Le
Bourgeois gentilhomme
Le 14 octobre 1670, Molière donne à Versailles la première
représentation du Bourgeois gentilhomme devant le roi Louis XIV et sa cour.
La musique de Lully fait de cette œuvre un exemple rare de comédie-ballet. C'est une
manifestation du théâtre total comme l'affectionne Molière, associant la comédie, la
danse et la musique.
Le Bourgeois Gentilhomme figure parmi les dernières pièces de Molière et
déjà, derrière la farce, perce le poids de l'amertume, des amours déçus et de la
vieillesse (Molière, de son vrai nom Jean-Baptiste Poquelin, a alors déjà atteint
l'âge canonique de... 47 ans).
Une vie dramatique dédiée
à la comédie
Né le 15 janvier 1622 à Paris, dans le ménage du tapissier ordinaire du roi Louis XIII,
Jean-Baptiste rompt très tôt avec sa famille pour suivre sa vocation de comédien.

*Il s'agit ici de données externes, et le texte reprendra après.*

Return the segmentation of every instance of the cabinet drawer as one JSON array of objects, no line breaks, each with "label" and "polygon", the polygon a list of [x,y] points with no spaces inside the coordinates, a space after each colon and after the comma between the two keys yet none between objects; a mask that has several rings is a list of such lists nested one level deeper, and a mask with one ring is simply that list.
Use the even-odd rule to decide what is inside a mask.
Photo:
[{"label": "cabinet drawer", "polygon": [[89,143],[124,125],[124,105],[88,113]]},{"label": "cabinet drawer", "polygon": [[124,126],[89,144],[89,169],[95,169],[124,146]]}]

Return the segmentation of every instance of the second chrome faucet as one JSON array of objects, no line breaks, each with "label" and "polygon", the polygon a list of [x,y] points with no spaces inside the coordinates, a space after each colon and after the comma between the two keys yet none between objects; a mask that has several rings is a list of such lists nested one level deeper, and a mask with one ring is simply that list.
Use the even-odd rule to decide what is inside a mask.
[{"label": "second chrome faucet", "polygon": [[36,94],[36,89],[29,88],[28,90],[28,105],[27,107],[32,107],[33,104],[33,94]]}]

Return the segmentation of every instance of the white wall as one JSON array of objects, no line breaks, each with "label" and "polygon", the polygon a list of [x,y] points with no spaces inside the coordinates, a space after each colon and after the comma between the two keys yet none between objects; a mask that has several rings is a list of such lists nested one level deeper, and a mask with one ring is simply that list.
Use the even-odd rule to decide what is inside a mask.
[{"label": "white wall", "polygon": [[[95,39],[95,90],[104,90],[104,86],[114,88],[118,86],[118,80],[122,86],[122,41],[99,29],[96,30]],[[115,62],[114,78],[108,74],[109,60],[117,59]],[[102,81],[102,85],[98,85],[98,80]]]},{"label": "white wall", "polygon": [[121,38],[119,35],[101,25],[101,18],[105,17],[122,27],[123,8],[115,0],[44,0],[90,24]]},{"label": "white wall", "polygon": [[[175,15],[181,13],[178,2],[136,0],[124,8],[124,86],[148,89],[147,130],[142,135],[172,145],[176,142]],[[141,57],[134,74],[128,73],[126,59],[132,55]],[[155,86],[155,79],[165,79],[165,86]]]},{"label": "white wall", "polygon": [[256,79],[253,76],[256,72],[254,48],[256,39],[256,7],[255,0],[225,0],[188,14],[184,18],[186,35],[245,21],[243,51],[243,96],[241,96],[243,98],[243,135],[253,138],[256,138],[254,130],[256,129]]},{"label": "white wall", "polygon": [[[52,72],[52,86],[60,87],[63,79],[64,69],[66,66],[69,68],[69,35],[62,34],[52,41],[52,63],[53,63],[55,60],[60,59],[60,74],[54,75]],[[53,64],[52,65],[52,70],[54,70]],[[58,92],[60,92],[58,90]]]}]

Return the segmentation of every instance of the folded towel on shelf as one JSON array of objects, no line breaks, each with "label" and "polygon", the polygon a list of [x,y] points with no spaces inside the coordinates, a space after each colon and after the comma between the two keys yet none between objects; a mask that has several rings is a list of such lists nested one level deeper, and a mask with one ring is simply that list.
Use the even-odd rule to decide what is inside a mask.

Le 13 juin 1643, il fonde «L'Illustre-Théâtre» avec une dizaine d'acteurs,
dont Madeleine Béjart, ses frères Joseph et Louis, Tiberio Fiorelli, dit Scaramouche.
Cette troupe itinérante fait faillite deux ans plus tard et Molière connaît la prison
pour dettes.
Il triomphe enfin à Paris le 18 novembre 1659 avec Les Précieuses ridicules.
Sans jamais cesser d'être poursuivi par les soucis d'argent, les jalousies et les
médisances, Molière va donner la totalité de ses chefs-d'œuvre dans les quatorze
années qui lui restent à vivre.
A Vaux-le-Vicomte, pour le surintendant Fouquet, puis à
Versailles, pour le roi Louis XIV en personne, il
donne ses meilleures pièces, y compris des comédies-ballets en collaboration avec le
musicien Lully.
Le 26 décembre 1662, peu après avoir épousé Armande Béjart, fille de Madeleine, de 20
ans sa cadette, il fait sensation avec L'École des femmes.
Il doit faire face à une cabale des dévôts autour de la reine mère, Anne d'Autriche,
après la première représentation de Tartuffe, sévère critique de
l'hypocrisie religieuse, le 12 mai 1664, à Versailles.